Chris Abel has lectured on many subjects in the course of his career, reflecting both the broad range of his interests and personal experience in teaching and studying architecture on six continents. Generally, his public lectures are based on his own recent researches or publications, or the work of a current experimental studio he may be running. Recurring lectures given around the world include: ‘Regional Transformations’; ‘Bio-Tech Architecture’; ‘Architecture in the Pacific Age’; ‘Asian Urban Futures’, and ‘Foster and Gehry: One Technology; Two Cultures’. Most recently, he has lectured on ‘Foster in China’, based on his long experience of covering the practice’s major works in East Asia for The Architectural Review and other publications.
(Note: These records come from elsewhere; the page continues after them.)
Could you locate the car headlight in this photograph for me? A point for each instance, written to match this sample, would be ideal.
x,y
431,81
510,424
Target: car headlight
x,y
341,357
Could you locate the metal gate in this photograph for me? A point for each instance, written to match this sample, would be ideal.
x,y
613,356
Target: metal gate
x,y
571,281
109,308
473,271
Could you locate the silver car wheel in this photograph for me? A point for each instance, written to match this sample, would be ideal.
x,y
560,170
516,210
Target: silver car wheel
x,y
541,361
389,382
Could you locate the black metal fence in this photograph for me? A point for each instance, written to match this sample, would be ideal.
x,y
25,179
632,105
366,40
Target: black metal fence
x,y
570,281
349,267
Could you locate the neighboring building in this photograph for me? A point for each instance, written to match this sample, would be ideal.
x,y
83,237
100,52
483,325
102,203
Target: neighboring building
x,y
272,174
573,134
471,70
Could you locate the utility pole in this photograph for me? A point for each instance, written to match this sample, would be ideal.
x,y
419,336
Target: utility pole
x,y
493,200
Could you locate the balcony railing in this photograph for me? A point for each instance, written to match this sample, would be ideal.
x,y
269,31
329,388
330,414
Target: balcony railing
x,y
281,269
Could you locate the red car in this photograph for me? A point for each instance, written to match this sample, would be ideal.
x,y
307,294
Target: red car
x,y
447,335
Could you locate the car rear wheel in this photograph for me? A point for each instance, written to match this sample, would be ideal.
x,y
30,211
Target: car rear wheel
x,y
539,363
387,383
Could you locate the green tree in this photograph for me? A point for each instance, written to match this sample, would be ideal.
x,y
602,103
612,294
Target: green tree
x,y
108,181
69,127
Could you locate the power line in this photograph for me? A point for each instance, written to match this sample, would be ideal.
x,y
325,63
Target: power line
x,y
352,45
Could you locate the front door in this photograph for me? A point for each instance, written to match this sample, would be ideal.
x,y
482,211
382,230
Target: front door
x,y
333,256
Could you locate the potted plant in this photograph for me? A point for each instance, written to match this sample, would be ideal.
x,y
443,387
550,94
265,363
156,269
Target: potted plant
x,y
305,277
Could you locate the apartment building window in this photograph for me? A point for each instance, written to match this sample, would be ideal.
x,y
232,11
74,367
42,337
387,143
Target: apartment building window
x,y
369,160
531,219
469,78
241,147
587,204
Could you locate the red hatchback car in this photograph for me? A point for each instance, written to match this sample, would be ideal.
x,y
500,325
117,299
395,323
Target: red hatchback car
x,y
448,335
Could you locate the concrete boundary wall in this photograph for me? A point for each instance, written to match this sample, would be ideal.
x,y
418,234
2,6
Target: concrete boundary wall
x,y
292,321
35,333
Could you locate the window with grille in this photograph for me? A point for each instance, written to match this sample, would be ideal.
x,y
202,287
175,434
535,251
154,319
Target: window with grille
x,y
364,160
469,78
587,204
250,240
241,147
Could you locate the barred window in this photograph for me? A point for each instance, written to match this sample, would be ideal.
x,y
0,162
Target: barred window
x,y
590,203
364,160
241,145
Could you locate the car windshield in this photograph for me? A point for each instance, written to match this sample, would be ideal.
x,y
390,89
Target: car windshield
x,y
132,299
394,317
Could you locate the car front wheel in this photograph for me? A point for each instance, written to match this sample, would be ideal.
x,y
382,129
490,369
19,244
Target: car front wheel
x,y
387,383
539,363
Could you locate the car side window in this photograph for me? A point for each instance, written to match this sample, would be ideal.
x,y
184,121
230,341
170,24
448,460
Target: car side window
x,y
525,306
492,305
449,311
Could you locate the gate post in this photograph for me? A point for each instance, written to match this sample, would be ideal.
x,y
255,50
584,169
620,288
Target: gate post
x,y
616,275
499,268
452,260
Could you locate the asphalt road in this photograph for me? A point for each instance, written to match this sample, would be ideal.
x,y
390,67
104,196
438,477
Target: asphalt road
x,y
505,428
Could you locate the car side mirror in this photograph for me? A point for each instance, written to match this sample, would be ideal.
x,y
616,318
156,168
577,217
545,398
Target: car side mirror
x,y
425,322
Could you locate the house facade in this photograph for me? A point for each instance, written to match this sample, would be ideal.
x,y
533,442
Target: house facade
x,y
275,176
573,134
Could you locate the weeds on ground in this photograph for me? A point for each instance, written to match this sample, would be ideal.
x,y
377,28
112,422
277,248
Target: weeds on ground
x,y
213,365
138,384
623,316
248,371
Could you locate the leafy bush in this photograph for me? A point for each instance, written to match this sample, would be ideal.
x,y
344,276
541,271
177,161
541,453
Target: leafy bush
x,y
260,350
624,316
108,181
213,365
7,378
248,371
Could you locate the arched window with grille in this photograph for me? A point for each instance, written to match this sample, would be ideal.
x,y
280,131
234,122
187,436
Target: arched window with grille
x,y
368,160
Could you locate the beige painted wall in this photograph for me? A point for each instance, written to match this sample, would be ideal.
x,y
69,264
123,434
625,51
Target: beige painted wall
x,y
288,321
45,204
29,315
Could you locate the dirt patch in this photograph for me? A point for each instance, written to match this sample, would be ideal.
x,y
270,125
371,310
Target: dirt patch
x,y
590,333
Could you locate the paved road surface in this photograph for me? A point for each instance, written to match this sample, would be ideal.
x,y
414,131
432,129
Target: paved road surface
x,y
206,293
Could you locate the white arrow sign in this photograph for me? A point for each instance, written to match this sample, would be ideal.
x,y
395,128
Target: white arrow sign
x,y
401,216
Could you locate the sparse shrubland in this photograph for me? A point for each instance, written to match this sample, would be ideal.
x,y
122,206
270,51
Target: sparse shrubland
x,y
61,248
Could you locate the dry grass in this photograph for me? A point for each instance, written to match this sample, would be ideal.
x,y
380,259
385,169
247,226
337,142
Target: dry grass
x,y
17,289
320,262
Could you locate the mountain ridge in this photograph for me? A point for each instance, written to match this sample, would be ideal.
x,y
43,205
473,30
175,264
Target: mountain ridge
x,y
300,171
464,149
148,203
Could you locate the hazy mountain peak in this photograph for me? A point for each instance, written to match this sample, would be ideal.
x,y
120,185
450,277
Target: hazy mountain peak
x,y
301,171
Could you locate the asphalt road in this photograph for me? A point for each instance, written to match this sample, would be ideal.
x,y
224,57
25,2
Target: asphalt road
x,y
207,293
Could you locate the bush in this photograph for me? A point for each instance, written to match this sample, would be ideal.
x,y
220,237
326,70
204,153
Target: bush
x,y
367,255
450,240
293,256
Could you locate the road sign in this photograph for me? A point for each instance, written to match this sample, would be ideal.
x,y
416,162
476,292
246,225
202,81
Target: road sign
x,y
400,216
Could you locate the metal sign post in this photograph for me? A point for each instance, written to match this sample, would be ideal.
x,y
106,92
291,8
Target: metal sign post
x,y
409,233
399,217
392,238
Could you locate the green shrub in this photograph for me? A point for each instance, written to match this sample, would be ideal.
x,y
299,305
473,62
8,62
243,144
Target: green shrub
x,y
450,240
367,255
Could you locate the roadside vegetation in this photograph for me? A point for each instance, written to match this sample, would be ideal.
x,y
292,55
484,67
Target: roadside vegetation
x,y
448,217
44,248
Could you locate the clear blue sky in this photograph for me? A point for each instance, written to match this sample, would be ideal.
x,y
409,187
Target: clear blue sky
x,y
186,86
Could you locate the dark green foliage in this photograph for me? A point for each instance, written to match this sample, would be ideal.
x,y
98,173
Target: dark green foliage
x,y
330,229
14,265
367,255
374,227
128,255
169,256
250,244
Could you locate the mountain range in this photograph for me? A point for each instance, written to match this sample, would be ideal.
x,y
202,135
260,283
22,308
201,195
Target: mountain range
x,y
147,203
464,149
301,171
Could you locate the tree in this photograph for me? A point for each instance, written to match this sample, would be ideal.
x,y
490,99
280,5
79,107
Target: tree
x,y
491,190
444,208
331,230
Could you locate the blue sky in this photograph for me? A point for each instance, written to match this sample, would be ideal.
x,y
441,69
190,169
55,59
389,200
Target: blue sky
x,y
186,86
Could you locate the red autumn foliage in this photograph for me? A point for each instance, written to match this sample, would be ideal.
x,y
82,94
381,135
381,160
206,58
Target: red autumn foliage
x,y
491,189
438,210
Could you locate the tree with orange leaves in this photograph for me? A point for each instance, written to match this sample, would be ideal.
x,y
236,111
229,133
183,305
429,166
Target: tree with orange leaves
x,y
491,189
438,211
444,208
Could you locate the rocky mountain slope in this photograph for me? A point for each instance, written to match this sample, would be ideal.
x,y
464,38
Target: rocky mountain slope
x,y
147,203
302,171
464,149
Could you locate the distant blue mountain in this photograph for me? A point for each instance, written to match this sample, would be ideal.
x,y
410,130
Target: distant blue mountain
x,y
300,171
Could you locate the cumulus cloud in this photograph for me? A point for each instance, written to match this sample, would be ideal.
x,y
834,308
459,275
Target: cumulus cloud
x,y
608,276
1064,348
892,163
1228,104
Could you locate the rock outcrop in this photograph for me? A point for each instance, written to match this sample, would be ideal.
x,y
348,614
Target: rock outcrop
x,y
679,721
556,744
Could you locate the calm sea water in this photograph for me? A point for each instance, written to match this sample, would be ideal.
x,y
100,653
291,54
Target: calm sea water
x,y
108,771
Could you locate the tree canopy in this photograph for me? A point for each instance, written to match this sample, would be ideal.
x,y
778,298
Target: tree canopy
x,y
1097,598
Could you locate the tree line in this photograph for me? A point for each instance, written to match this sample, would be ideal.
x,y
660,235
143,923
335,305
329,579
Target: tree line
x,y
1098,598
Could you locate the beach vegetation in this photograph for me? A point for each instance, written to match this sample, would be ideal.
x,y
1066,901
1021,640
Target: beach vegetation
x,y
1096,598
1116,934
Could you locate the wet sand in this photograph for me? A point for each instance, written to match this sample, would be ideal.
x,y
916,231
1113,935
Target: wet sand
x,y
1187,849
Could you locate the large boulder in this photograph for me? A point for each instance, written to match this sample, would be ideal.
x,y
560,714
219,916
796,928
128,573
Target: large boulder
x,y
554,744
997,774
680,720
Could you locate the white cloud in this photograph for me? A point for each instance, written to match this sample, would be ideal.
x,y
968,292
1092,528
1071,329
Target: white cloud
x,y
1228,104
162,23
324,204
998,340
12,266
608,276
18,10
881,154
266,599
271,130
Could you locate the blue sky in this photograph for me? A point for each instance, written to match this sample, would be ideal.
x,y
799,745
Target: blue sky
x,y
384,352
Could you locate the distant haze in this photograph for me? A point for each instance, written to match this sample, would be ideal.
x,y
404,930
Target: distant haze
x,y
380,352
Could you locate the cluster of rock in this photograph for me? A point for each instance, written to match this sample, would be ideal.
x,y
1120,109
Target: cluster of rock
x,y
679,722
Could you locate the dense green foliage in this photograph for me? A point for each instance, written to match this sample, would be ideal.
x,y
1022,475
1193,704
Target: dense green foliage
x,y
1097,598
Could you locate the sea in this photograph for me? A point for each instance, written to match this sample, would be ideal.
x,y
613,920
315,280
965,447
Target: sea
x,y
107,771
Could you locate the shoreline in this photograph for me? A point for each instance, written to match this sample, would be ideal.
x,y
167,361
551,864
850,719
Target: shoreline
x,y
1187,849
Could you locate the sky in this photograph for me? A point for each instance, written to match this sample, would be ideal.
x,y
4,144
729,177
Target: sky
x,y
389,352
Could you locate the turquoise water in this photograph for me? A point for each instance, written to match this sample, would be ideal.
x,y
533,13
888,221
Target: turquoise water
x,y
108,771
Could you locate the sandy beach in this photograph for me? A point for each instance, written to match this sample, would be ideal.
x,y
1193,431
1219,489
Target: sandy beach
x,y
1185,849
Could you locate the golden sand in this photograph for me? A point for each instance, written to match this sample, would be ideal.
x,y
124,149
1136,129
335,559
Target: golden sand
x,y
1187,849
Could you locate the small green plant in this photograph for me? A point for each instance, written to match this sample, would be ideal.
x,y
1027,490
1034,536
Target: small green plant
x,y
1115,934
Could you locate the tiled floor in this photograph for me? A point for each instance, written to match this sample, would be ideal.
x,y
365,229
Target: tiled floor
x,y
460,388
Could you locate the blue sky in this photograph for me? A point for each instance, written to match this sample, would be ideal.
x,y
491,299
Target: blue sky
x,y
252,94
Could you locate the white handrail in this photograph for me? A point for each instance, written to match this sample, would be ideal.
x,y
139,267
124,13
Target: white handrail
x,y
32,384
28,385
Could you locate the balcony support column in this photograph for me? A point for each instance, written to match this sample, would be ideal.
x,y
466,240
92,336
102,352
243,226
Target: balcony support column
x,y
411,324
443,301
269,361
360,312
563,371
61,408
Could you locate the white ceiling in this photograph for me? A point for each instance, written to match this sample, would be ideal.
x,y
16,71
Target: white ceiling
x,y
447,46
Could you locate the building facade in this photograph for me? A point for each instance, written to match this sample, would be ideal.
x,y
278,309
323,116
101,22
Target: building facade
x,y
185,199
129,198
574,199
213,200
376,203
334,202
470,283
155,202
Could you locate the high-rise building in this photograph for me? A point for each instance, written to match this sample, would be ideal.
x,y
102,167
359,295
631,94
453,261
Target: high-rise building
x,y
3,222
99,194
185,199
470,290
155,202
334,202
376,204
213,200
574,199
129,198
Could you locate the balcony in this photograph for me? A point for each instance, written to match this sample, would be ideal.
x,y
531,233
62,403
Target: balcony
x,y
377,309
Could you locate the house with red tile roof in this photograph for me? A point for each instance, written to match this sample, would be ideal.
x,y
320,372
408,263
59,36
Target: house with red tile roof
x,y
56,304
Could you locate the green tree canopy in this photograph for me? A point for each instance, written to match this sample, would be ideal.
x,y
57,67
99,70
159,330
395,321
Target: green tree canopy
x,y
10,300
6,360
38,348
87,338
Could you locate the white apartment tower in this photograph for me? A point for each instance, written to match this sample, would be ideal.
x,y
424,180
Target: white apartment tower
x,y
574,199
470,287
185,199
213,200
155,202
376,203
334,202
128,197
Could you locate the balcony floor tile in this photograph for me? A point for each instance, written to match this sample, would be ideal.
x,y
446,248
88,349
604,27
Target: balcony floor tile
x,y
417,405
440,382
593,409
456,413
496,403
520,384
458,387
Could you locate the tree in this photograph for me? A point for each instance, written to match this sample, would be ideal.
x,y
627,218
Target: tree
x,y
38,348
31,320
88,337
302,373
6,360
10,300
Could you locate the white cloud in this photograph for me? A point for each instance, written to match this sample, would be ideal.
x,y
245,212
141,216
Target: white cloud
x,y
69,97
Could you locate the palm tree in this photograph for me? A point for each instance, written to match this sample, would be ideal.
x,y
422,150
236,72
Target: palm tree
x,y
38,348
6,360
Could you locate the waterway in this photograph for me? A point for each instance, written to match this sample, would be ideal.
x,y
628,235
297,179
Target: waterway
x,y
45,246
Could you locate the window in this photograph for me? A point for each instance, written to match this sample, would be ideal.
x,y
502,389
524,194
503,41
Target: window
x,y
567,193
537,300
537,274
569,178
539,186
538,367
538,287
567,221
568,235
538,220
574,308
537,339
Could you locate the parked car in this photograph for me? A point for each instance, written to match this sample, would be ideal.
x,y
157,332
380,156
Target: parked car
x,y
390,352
As with his lectures, Chris’s seminars typically cover a wide range of topics and issues, ranging from theoretical and interdisciplinary approaches to architecture, to the current challenges presented by climate change. Past seminars have included: ‘Architecture, Philosophy and New Science’; ‘Outside Architecture’; ‘Architectural Criticism’, and Contemporary Issues in Architectural and Urban Design Theory’. As Hyde Chair of Excellence at the University of Nebraska Lincoln in 2008, Chris also led a graduate seminar on ‘Climate Change, Architecture and Culture’, in parallel with his studio on ‘The Vertical Garden City’.